HEDRICK, Chief Judge.

Defendant first contends that the trial court erred to his prejudice in quashing subpoenas duces tecum issued by defendant upon the Eliada Home for Children for the production of all of its files and records relating to the victim and another witness, both of whom were residents of the Home.

There is no common law right of discovery in criminal cases, State v. Alston, 307 N.C. 321, 298 S.E.2d 631 (1983), and there is no statute that grants a defendant in a criminal trial access as of right to any documents unless they are "within the possession, custody, or control of the State." G.S. 15A-903(d). This has been interpreted to mean "within the prosecutor's possession, custody or control." State v. Crews, 296 N.C. 607, 616, 252 S.E.2d 745, 752 (1979). Since the files and records in question here were not within the prosecutor's possession, custody, or control, they were not subject to discovery as of right.

However, documents not subject to the criminal discovery statute may still be subject to a subpoena duces tecum. The subpoena duces tecum is the process by which a court requires that particular documents or other items which are material to the inquiry be brought into court. It is issued by the clerk of court, and can be issued to any person who can be a witness. G.S. 7A-103(1); Vaughan v. Broadfoot, 267 N.C. 691, 149 S.E.2d 37 (1966).

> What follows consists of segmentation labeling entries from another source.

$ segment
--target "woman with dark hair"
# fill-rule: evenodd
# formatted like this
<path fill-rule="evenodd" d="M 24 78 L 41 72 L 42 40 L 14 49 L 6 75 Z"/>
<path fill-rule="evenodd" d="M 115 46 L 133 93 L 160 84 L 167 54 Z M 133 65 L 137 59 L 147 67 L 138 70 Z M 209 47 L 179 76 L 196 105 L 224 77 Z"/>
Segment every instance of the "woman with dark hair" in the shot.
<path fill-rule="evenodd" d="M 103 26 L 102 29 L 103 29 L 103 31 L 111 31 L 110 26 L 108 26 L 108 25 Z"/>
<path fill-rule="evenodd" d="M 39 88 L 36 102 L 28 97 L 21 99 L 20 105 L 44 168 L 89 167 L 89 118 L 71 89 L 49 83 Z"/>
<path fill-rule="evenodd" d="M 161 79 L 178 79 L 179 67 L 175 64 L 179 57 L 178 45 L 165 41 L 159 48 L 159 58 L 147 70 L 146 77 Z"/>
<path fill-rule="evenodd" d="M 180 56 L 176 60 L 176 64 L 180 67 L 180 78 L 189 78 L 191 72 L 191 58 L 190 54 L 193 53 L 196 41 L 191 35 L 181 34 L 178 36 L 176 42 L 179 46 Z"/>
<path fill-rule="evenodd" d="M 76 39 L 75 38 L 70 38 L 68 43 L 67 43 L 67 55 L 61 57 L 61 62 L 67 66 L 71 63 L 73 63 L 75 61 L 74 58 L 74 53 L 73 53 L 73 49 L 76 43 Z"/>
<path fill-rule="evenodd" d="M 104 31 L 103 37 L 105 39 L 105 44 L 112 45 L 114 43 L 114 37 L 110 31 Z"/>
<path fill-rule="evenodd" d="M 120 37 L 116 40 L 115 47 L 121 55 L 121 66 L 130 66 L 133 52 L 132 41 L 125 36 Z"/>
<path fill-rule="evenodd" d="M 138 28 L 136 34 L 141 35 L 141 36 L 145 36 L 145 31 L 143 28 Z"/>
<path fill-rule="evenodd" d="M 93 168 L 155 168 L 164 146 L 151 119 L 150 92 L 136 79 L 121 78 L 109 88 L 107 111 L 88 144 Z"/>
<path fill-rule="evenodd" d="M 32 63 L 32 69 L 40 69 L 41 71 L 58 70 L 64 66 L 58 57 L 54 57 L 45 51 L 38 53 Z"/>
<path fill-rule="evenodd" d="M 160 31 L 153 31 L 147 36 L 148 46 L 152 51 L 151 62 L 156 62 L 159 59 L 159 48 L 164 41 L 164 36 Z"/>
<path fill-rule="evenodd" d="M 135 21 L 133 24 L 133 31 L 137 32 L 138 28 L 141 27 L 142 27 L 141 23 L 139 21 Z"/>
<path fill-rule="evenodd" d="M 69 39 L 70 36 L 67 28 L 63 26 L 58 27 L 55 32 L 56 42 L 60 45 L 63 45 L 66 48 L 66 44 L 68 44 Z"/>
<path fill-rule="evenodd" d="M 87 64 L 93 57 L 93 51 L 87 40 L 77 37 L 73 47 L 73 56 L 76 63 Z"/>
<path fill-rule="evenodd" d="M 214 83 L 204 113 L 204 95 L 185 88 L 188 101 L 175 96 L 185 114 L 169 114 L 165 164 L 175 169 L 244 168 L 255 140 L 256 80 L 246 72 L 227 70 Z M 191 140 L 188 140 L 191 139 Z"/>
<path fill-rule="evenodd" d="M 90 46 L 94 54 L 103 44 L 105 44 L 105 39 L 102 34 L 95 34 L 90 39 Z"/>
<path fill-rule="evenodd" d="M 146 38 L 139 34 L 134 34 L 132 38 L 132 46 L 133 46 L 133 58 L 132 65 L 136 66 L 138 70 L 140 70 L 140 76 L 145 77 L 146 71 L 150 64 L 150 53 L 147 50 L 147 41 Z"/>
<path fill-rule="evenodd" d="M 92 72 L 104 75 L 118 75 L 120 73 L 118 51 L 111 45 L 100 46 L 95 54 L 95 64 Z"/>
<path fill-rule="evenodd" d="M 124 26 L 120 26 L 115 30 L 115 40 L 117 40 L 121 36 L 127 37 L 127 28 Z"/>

The purpose of the subpoena duces tecum is to require the production of specific items patently material to the inquiry. Id. Therefore, it must specify with as much precision as fair and feasible the particular items desired. Id.

Discovery is not a proper purpose for a subpoena duces tecum; anything in the nature of a mere "fishing expedition" will not be allowed. Id. A party is not entitled to have brought in a mass of books and papers in order that he may search them through to gather evidence. Id. To hold otherwise would not only cause the subpoenaed person often to be unfairly burdened, but would also obligate him to produce a number of items not material to the inquiry, which is clearly not authorized by law.

A motion to quash a subpoena duces tecum is addressed to the sound discretion of the trial judge, and is not subject to review absent a showing of abuse of discretion. Id. In exercising that discretion, the trial judge should consider the relevancy and materiality of the items called for, the right of the subpoenaed person to withhold production on other grounds, such as privilege, and also the policy against "fishing expeditions." Id.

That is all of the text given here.